3. It’s beautiful. Structures are physical phenomena that we discern with our eyeballs. Structural geology begins with pattern recognition. They are often gorgeous, as I think the Friday fold series reveals. This, I think, can be an easy entryway for novices to be interested in structure: even if you don’t know what you’re looking at, some structures just look awesome. Their aesthetic beauty is an invitation to understand the forces that produced them.

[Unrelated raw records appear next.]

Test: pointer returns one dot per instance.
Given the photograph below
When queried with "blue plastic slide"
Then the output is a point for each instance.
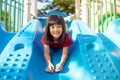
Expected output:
(89, 59)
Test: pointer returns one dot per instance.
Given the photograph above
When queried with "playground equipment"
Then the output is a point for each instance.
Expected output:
(89, 59)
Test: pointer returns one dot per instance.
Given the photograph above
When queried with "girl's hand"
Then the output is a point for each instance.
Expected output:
(59, 67)
(50, 68)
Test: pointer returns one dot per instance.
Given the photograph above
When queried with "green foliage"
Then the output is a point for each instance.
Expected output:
(5, 18)
(67, 6)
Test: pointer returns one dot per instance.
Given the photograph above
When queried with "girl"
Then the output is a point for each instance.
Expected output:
(55, 36)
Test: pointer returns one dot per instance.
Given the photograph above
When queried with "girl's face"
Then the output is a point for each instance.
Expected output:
(55, 30)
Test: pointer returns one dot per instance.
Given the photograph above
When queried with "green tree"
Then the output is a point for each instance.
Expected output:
(5, 19)
(67, 6)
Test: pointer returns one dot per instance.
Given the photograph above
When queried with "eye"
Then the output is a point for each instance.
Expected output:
(59, 26)
(52, 26)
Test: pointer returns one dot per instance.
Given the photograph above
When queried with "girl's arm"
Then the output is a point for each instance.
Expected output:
(64, 56)
(47, 57)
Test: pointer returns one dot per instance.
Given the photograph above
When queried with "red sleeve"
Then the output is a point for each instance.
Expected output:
(68, 41)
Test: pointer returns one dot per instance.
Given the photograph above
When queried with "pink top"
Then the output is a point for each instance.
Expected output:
(68, 42)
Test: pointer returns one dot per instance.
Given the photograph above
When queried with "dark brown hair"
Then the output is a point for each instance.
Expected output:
(55, 19)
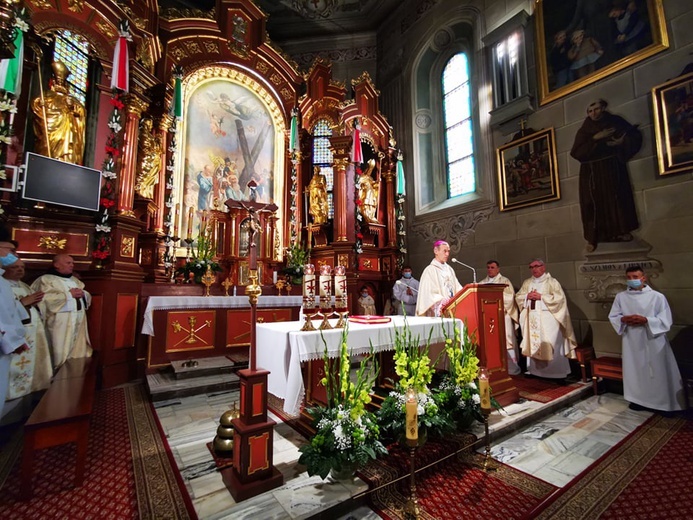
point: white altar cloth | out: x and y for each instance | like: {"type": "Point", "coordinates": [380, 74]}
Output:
{"type": "Point", "coordinates": [159, 303]}
{"type": "Point", "coordinates": [282, 347]}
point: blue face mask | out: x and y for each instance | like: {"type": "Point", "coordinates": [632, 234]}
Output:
{"type": "Point", "coordinates": [634, 284]}
{"type": "Point", "coordinates": [8, 260]}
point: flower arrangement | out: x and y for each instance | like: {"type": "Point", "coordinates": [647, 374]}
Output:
{"type": "Point", "coordinates": [458, 392]}
{"type": "Point", "coordinates": [347, 435]}
{"type": "Point", "coordinates": [415, 370]}
{"type": "Point", "coordinates": [296, 258]}
{"type": "Point", "coordinates": [102, 234]}
{"type": "Point", "coordinates": [202, 255]}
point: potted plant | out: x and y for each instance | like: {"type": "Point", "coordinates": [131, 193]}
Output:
{"type": "Point", "coordinates": [457, 389]}
{"type": "Point", "coordinates": [296, 258]}
{"type": "Point", "coordinates": [346, 434]}
{"type": "Point", "coordinates": [202, 256]}
{"type": "Point", "coordinates": [415, 370]}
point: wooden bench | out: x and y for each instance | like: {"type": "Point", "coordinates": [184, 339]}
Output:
{"type": "Point", "coordinates": [607, 368]}
{"type": "Point", "coordinates": [62, 416]}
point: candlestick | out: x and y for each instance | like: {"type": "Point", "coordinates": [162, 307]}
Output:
{"type": "Point", "coordinates": [412, 409]}
{"type": "Point", "coordinates": [190, 217]}
{"type": "Point", "coordinates": [176, 216]}
{"type": "Point", "coordinates": [484, 390]}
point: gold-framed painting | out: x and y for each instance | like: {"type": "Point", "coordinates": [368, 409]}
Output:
{"type": "Point", "coordinates": [673, 109]}
{"type": "Point", "coordinates": [528, 171]}
{"type": "Point", "coordinates": [579, 42]}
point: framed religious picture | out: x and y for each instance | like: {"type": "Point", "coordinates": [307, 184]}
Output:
{"type": "Point", "coordinates": [527, 171]}
{"type": "Point", "coordinates": [8, 178]}
{"type": "Point", "coordinates": [582, 41]}
{"type": "Point", "coordinates": [673, 109]}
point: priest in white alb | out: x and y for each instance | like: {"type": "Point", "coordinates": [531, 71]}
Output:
{"type": "Point", "coordinates": [32, 369]}
{"type": "Point", "coordinates": [642, 317]}
{"type": "Point", "coordinates": [438, 283]}
{"type": "Point", "coordinates": [548, 340]}
{"type": "Point", "coordinates": [512, 322]}
{"type": "Point", "coordinates": [66, 305]}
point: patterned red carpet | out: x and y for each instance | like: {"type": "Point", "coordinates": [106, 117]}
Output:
{"type": "Point", "coordinates": [129, 474]}
{"type": "Point", "coordinates": [454, 488]}
{"type": "Point", "coordinates": [542, 390]}
{"type": "Point", "coordinates": [648, 475]}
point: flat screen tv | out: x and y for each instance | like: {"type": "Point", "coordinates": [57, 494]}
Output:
{"type": "Point", "coordinates": [57, 182]}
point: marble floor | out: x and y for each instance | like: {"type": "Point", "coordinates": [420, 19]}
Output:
{"type": "Point", "coordinates": [555, 448]}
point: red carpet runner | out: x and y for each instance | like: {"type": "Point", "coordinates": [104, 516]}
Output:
{"type": "Point", "coordinates": [454, 488]}
{"type": "Point", "coordinates": [648, 475]}
{"type": "Point", "coordinates": [128, 473]}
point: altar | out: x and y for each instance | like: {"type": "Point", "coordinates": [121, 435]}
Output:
{"type": "Point", "coordinates": [282, 347]}
{"type": "Point", "coordinates": [184, 327]}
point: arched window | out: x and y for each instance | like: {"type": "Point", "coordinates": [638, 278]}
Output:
{"type": "Point", "coordinates": [459, 133]}
{"type": "Point", "coordinates": [322, 157]}
{"type": "Point", "coordinates": [73, 50]}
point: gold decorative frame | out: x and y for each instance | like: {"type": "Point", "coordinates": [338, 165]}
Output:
{"type": "Point", "coordinates": [528, 171]}
{"type": "Point", "coordinates": [674, 124]}
{"type": "Point", "coordinates": [552, 16]}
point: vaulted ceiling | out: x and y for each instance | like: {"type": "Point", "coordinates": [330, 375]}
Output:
{"type": "Point", "coordinates": [300, 19]}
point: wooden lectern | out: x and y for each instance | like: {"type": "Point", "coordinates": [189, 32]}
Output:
{"type": "Point", "coordinates": [480, 306]}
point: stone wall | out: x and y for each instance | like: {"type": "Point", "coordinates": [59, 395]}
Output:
{"type": "Point", "coordinates": [553, 230]}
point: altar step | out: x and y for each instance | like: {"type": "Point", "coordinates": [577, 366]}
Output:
{"type": "Point", "coordinates": [204, 375]}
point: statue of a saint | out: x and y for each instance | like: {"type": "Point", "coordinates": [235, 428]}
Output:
{"type": "Point", "coordinates": [368, 194]}
{"type": "Point", "coordinates": [59, 120]}
{"type": "Point", "coordinates": [150, 160]}
{"type": "Point", "coordinates": [317, 191]}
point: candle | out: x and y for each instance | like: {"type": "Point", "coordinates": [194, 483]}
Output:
{"type": "Point", "coordinates": [190, 217]}
{"type": "Point", "coordinates": [484, 390]}
{"type": "Point", "coordinates": [176, 216]}
{"type": "Point", "coordinates": [412, 409]}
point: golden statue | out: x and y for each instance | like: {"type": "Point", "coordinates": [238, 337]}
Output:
{"type": "Point", "coordinates": [368, 194]}
{"type": "Point", "coordinates": [59, 120]}
{"type": "Point", "coordinates": [150, 160]}
{"type": "Point", "coordinates": [317, 190]}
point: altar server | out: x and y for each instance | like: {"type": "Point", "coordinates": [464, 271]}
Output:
{"type": "Point", "coordinates": [642, 317]}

2. It’s real. Unlike other forms of pattern recognition (the Virgin Mary on a grilled cheese sandwich, for instance, or a cumulus cloud shaped like a bunny rabbit), structural patterns are real. They are physical phenomena with causes that are (in theory) discernible, and the meanings that structural geologists ascribe to them lead to tangible results, such as the production of oil, the sequestering of carbon, a better understanding of how mountains rise, or predicting how contamination might find its way into a groundwater system.

1. It’s fun. I hope that one of the things I’ve managed to do with this blog is convey a sense of how reasons #2 through 9 combine to result in an enterprise that’s interesting and enjoyable. When I was choosing graduate programs back in 2001, I decided to pursue structural geology simply because it came easily to me as an undergraduate, and as I noted in reason #10, I had to pick something. In a way, my decision to delve into structure was initially an uninspired choice. As time has gone by, though, I’ve found that I care about structure more and more. My increased familiarity has led to a self-amplifying feedback of increased interest. It’s led me to a delightful state of giddy glee when I encounter a new and convivially-exposed structure. If you can’t pick something fun to study, then at least have fun studying what you’ve picked! By working my way towards structural insights, I experience “the happiness of pursuit.”